Clustering uncertain data is a fundamental problem in data mining. Imbalance among uncertain objects significantly degrades clustering performance, as minority clusters are repeatedly overshadowed by dominant ones. Consequently, existing clustering techniques often fail due to initialisation biases and inadequate similarity modelling. This paper proposes a novel algorithm, the Black-winged Kite Improved Fuzzy clustering for probability density Functions (BKIFF), which combines an optimisation-based initialisation strategy with an enhanced fuzzy clustering framework. Specifically, BKIFF incorporates the Hellinger distance into the clustering objective to more reliably capture similarities between probability density functions (pdfs), and introduces improved membership updating and prototype estimation mechanisms tailored for uncertain and imbalanced data formulated as Improved Fuzzy clustering for probability density Functions (IFF) while theoretical convergence is established. In addition, the algorithm employs Black-winged Kite Optimisation (BKO) to enhance prototype selection, improving clustering stability and convergence. As a result, comprehensive experiments with synthetic Gaussian probability distributions, skewed pdfs, and real-world image datasets demonstrate that BKIFF consistently outperforms baseline methods such as FCF, FCF-, KMEANS, and Self-Updating. Across all three examples, BKIFF achieves near-perfect ARI, improving from near-zero values in highly imbalanced cases {20,50,80,100} by approximately 30–35% in moderate settings, while increasing NMI by about 25–95%. Additionally, it reduces computational time by approximately 95–99% compared to baseline methods. In conclusion, BKIFF demonstrates superior performance and opens up new possibilities for applications in medical diagnostics, ecological analysis, and high-dimensional uncertain data mining, particularly in imbalanced environments.

1 Introduction

1.1 Clustering for uncertain data

Clustering probability density functions (pdfs) has recently emerged as an important direction for analysing uncertain data [1,2]. Nevertheless, its underdevelopment and complexity pose significant challenges as the uncertain data becomes imbalanced, raising big questions around whether clustering techniques could tolerate this type of data well. To understand these challenges, it is vital to first understand the characteristics and sources of uncertainty in modern data.

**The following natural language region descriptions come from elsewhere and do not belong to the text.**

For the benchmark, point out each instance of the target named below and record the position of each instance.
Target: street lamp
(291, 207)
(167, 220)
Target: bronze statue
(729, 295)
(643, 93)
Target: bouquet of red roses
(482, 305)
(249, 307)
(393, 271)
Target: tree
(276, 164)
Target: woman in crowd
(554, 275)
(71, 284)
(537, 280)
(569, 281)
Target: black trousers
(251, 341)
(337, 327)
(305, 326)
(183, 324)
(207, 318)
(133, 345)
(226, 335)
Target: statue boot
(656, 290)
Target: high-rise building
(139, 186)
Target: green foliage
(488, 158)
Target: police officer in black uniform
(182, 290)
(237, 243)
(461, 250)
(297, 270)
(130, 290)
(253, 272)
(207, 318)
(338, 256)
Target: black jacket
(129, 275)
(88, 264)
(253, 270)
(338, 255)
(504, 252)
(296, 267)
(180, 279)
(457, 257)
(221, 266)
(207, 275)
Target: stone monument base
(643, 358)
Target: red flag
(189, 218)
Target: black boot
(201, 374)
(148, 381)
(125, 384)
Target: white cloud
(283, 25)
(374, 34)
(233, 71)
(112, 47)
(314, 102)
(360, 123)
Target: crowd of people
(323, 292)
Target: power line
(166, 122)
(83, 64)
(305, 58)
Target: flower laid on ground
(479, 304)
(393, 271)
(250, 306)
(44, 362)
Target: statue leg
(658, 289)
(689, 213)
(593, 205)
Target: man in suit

To begin with, data inherently contains uncertainty, a characteristic often overlooked but prevalent in modern data mining applications. Rather than each object being associated with a singular value, it is associated with an assumed level of uncertainty. In general, data uncertainty can be considered at table, tuple, or attribute level, and is usually specified by fuzzy models, evidence-oriented models, or probabilistic models presenting in massive amounts in sensor networks [3], noise in damage diagnostics experiments [46], population age distributions [7], and species distribution [8]. Uncertain data objects carry extra information due to repeated measurements and potential overlap with other densities. It can be in forms that sketch the probability of appearing at any position in a multidimensional space [6,9,10] as Fig 1(a) and 1(b) stage uncertainty objects in uni- and bi-dimensions, respectively. By contrast, while discrete vectors have previously yielded valuable insights, they now fail to accurately capture the object’s distribution, misrepresent ambivalent information, and overlook volatility and variation present in the data [2]. However, when uncertainty coincides with severe imbalance, the clustering task becomes inherently unstable. Large clusters dominate distance evaluations, prototypes drift toward majority densities, and minority structures are often absorbed or lost. As a result, clustering pdfs under imbalanced conditions remains an unresolved and critical practical problem.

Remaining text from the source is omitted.